Reading Room
Aspects of the Treatment of
Multiple Personality Disorder
by Richard P. Kluft, M.D.
page 2
Switching and battles for
dominance can create an apparently unending series of crises.
The Instability Of The MPD Patient
An individual suffering MPD has certain inherent vulnerabilities. The very
presence of alters precludes the possibility of an ongoing unified and
available observing ego and disrupts autonomous ego activities such as memory
and skills. Therapeutic activity with one personality may not impact on others.
The patient may be unable to address pressing concerns when some personalities
maintain they are not involved, others have knowledge which would be helpful
but are inaccessible, and still others regard the misfortunes of the other
alters to be to their advantage.
A therapeutic split between the observing and experiencing ego, so crucial
to insight therapy, may not be possible. Cut off from full memory and pensive
self-observation, alters remain prone to react in their specialized patterns.
Since action is often followed by switching, they find it difficult to learn
from experience. Change via insight may be a late development, following a
substantial erosion of dissociative defenses.
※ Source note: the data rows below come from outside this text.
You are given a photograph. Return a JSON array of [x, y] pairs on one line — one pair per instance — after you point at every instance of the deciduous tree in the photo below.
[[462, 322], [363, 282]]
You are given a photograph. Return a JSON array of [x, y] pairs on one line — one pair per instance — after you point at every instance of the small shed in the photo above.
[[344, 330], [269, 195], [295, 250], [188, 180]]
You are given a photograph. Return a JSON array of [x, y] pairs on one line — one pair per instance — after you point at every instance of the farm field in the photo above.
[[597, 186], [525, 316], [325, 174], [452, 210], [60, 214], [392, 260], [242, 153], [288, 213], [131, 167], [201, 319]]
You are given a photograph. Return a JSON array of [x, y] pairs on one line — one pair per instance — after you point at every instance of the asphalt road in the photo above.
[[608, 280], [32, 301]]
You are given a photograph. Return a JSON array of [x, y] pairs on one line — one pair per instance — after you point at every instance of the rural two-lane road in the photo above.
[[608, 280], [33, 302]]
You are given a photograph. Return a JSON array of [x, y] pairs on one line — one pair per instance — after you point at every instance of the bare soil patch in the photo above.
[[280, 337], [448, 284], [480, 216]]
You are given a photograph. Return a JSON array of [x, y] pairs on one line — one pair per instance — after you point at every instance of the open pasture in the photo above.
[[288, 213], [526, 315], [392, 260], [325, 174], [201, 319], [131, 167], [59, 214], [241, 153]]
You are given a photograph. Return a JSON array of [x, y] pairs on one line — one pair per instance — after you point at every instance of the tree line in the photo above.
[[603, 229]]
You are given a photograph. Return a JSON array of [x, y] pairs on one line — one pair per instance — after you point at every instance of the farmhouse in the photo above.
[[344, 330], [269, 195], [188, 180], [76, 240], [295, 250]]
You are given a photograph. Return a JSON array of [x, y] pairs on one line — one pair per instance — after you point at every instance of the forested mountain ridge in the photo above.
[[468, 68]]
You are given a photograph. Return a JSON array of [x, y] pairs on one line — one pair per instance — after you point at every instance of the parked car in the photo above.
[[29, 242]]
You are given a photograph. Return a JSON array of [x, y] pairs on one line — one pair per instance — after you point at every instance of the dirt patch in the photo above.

The activities of the personalities may compromise the patients' access to
support systems. Their inconsistent and disruptive behaviors, their memory
problems and switching, can make them appear to be unreliable, or even liars.
Concerned others may withdraw. Also, traumatizing families who learn that the
patient is revealing long-hidden secrets may openly reject the patient during
therapy.
Switching and battles for dominance can create an apparently unending series
of crises. Patients resume awareness in strange places and circumstances for
which they cannot account. Alters may try to punish or coerce one another,
especially during treatment. For example, one commonly finds personalities
which identified with the aggressor-traumatizer and try to punish or suppress
personalities which reveal information or cooperate with therapy. Conflicts
among alters can lead to a wide variety of quasi-psychotic symptomatology.
Ellenberger8 observed that cases of MPD dominated by
battles between alters were analogous to what was called "lucid
possession." Unfortunately, emphasis on the phenomena of amnesia in MPD
has led to underrecognition of this type of manifestation. The author has
described the prevalence of special hallucinations, passive influence
phenomena, and "made" feelings, thoughts, and actions in MPD.
9 As amnestic barriers are broached, such episodes may
increase, so that positive progress in therapy may be accompanied by
symptomatic worsening and severe dysphoria.
An analogous situation prevails when memories come forward as distressing
hallucinations, nightmares, or actions. It is difficult to conserve of a more
demanding and painful treatment. Long-standing repressions must be undone, the
highly efficient defenses of dissociation and switching must be abandoned, and
less pathological mechanisms developed. Also, the alters, in order to allow
fusion/integration to occur, must give up their narcissistic investments in
their identities, concede their convictions of separateness, and abandon
aspirations for dominance and total control. They must also empathize,
compromise, identify, and ultimately coalesce with personalities they had long
avoided, opposed, and reflected.
Adding to the above is the pressure of severe moral masochistic and
self-destructive trends. Some crises are provoked; others, once underway, are
allowed to persist for self-punitive reasons.